Even without extra sound, B. bassiana is killing 90 percent of pine beetles in the lab. But since it’s native to the same forests as bark beetles, why isn’t it already limiting their spread in the wild?
“I think it actually can have some impact on bark beetles in a natural setting when densities get really high,” Hofstetter says. The beetles may have ways of protecting themselves — pine beetles are already known to carry a different kind of fungus that disables a tree’s natural defenses, for example, and some beetles have antibacterial properties in their mouths to fend off infection. Beauveria might be able to counteract such hurdles, though, if it can keep up with the beetles’ abundance.
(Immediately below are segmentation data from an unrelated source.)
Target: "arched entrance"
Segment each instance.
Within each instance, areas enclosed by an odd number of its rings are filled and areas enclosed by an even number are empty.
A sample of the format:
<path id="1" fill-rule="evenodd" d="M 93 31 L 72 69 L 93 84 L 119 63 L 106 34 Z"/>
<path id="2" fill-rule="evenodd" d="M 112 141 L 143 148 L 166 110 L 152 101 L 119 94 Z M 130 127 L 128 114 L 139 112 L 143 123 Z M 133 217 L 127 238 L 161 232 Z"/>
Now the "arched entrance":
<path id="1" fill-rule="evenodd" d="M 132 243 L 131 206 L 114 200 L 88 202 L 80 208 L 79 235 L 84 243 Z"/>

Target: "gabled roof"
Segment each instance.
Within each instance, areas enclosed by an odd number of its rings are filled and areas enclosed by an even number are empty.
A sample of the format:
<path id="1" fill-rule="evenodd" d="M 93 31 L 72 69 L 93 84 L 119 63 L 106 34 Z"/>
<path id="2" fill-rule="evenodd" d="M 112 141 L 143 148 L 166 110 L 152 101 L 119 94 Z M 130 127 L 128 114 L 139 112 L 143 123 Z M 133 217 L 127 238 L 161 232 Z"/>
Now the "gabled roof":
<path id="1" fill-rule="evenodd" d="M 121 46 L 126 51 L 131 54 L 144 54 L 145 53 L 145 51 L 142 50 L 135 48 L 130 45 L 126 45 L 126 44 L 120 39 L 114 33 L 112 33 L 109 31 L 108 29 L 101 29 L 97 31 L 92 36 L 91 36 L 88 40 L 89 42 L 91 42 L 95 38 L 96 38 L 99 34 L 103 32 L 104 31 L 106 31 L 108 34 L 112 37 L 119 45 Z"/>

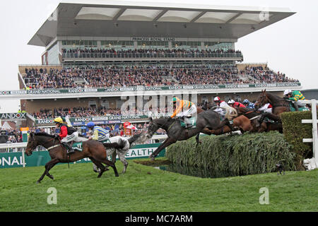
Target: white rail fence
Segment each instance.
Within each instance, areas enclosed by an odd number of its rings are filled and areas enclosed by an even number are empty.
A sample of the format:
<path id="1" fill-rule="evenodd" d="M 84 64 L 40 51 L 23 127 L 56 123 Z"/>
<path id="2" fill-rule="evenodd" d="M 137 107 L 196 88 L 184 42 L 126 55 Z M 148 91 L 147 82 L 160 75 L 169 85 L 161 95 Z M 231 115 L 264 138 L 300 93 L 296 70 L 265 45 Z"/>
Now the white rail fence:
<path id="1" fill-rule="evenodd" d="M 303 138 L 303 143 L 312 143 L 313 157 L 310 159 L 304 160 L 304 166 L 308 170 L 318 168 L 318 133 L 317 133 L 317 119 L 316 106 L 318 101 L 316 100 L 304 100 L 302 102 L 312 105 L 312 119 L 302 119 L 302 124 L 312 124 L 312 138 Z"/>
<path id="2" fill-rule="evenodd" d="M 167 138 L 167 135 L 155 135 L 150 138 L 151 142 L 148 143 L 160 143 Z M 158 142 L 156 142 L 158 141 Z M 24 152 L 27 145 L 26 142 L 13 143 L 0 143 L 0 153 Z M 42 146 L 38 146 L 35 151 L 46 150 Z"/>

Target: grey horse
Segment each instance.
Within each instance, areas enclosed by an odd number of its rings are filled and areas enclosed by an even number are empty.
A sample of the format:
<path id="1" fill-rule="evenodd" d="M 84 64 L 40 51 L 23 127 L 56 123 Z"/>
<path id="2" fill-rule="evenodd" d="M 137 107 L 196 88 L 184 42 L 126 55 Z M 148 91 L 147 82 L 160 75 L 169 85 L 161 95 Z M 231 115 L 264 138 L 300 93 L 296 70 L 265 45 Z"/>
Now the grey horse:
<path id="1" fill-rule="evenodd" d="M 223 128 L 225 125 L 228 125 L 230 128 L 232 128 L 229 120 L 232 120 L 233 117 L 237 116 L 237 113 L 232 107 L 226 110 L 227 114 L 224 120 L 221 120 L 220 115 L 213 109 L 204 111 L 198 114 L 196 126 L 193 129 L 184 129 L 181 126 L 181 121 L 179 119 L 168 117 L 153 119 L 150 117 L 151 122 L 147 132 L 148 138 L 151 138 L 159 128 L 165 130 L 168 137 L 158 147 L 149 157 L 153 161 L 155 157 L 163 148 L 175 143 L 177 141 L 187 140 L 196 135 L 196 139 L 198 145 L 201 143 L 199 138 L 200 133 L 211 135 L 212 134 L 211 130 Z"/>

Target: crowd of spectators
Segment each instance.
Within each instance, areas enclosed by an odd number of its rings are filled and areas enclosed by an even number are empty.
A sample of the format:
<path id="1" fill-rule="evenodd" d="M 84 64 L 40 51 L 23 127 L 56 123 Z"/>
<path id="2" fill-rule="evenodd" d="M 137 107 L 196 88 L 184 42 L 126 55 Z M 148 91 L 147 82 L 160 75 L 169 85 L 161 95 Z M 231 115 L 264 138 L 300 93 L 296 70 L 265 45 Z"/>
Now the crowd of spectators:
<path id="1" fill-rule="evenodd" d="M 104 53 L 104 54 L 189 54 L 188 56 L 198 56 L 198 54 L 211 54 L 211 53 L 239 53 L 242 54 L 240 50 L 235 49 L 180 49 L 180 48 L 172 48 L 172 49 L 115 49 L 114 48 L 76 48 L 76 49 L 62 49 L 63 53 Z"/>
<path id="2" fill-rule="evenodd" d="M 8 141 L 6 143 L 21 143 L 22 133 L 16 129 L 1 130 L 1 132 L 5 131 L 6 135 L 8 136 Z"/>
<path id="3" fill-rule="evenodd" d="M 76 78 L 83 82 L 76 83 Z M 25 69 L 24 80 L 28 87 L 35 89 L 298 82 L 267 67 L 247 66 L 239 70 L 230 65 L 88 66 L 51 69 L 48 71 Z"/>

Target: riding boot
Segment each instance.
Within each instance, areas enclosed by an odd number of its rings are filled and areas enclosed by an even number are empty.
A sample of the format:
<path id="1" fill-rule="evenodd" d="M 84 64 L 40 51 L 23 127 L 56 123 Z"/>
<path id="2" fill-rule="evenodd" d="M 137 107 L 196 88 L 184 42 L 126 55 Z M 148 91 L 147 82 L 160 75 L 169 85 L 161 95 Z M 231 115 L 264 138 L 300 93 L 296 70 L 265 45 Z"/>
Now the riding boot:
<path id="1" fill-rule="evenodd" d="M 293 105 L 294 105 L 295 110 L 296 112 L 298 112 L 299 111 L 298 105 L 297 103 L 293 103 Z"/>
<path id="2" fill-rule="evenodd" d="M 188 128 L 190 128 L 192 126 L 192 123 L 191 122 L 191 120 L 188 117 L 184 116 L 183 120 L 185 124 L 185 127 L 184 127 L 185 129 L 188 129 Z"/>
<path id="3" fill-rule="evenodd" d="M 73 143 L 73 142 L 71 142 Z M 62 142 L 62 144 L 64 147 L 66 148 L 67 153 L 71 154 L 74 153 L 74 150 L 72 148 L 72 145 L 70 145 L 69 143 L 67 143 L 66 142 Z"/>

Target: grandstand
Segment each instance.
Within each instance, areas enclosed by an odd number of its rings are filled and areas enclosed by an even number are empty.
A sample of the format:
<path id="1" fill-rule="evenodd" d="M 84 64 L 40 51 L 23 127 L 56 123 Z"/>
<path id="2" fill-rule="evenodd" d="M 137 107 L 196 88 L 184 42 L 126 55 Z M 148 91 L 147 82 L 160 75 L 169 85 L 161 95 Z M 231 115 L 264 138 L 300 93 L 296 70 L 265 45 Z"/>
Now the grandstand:
<path id="1" fill-rule="evenodd" d="M 0 97 L 20 99 L 21 110 L 34 124 L 28 126 L 49 129 L 58 115 L 69 115 L 78 128 L 91 120 L 105 126 L 143 124 L 149 106 L 161 105 L 159 113 L 169 114 L 172 95 L 199 105 L 216 95 L 253 101 L 264 88 L 281 95 L 286 88 L 300 89 L 299 81 L 267 64 L 242 63 L 244 49 L 236 49 L 235 43 L 294 13 L 117 1 L 61 3 L 28 42 L 45 48 L 42 65 L 19 65 L 20 90 Z"/>

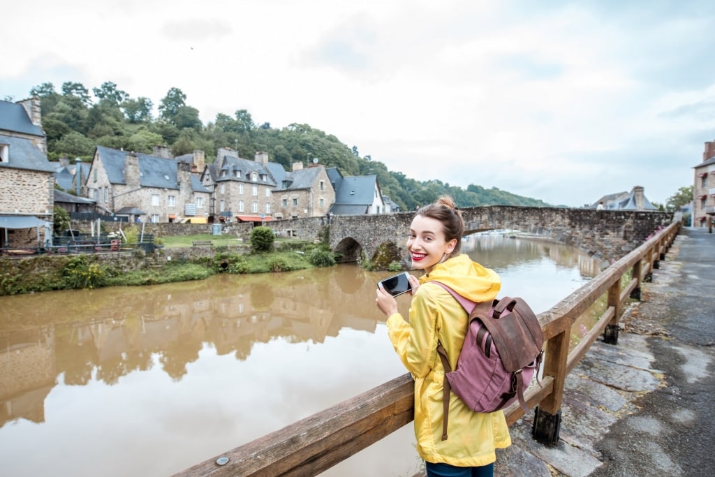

“Our goal is to augment this fungus by getting more of the spores out there,” he says. “It’s like a trap — we lure beetles into the tree and let them leave, but with spores to infect other members of the population. We want to produce a product that can increase the abundance of this natural fungus.”
Hofstetter is working with Cliff Bradley of Montana BioAgriculture to produce pure spores of the fungus, which he can then mix in water and spray onto beetle-infested wood. It’s working like magic in the lab, and this summer he’ll see if he can replicate that success in an actual forest.
Sprucing things up
The pace of pine beetle attacks has slowed in recent years, but that isn’t necessarily a sign things are improving. After more than a decade of feasting on pine forests — along with major droughts that have weakened trees’ ability to muster a biological defense — pine beetles may be starting to exhaust their food supply. “I think the mountain pine beetles are running out of trees, for the most part,” University of Idaho geographer Jeffrey Hicke told the National Center for Atmospheric Research in 2013.
Pine beetles haven’t thrown in the towel, though, and neither has the beetle-boosting heat and aridity that enabled their explosion. Hofstetter hopes his strain of B. bassiana can eventually help pine forests recover, but he’s also investigating how the fungus might be able to help other tree species, some of which may have yet to see the worst of their own bark-beetle epidemics.
Spruce beetles can be infected by B. bassiana, and given their recent pace of destruction in parts of western North America, Hofstetter calls them a good candidate for testing. “The spruce beetle has been an issue just like the pine beetle,” he says. “It’s one of the species at higher elevations, and it’s definitely becoming a greater issue. It’s one of the species we’re going to test this fungal pathogen on.”
Hofstetter has been testing 20 strains of B. bassiana on logs in the lab, and over the next few months he’ll be spraying the spores on pine trees in the Centennial Forest near Flagstaff. If he can replicate even a fraction of the fungus’s indoor potency — he says 50 percent effectiveness is “quite possible” — it could mark a turning point in our ability to offset the effects of climate change on forests.
“I hope to have an answer at the end of the summer,” he says. “The lab is just different from the field. There could be situations in the forest where rain reduces the effectiveness, or sunlight kills spores on a tree, so that’s something we have to think about. A lot can happen outside that wouldn’t happen inside.”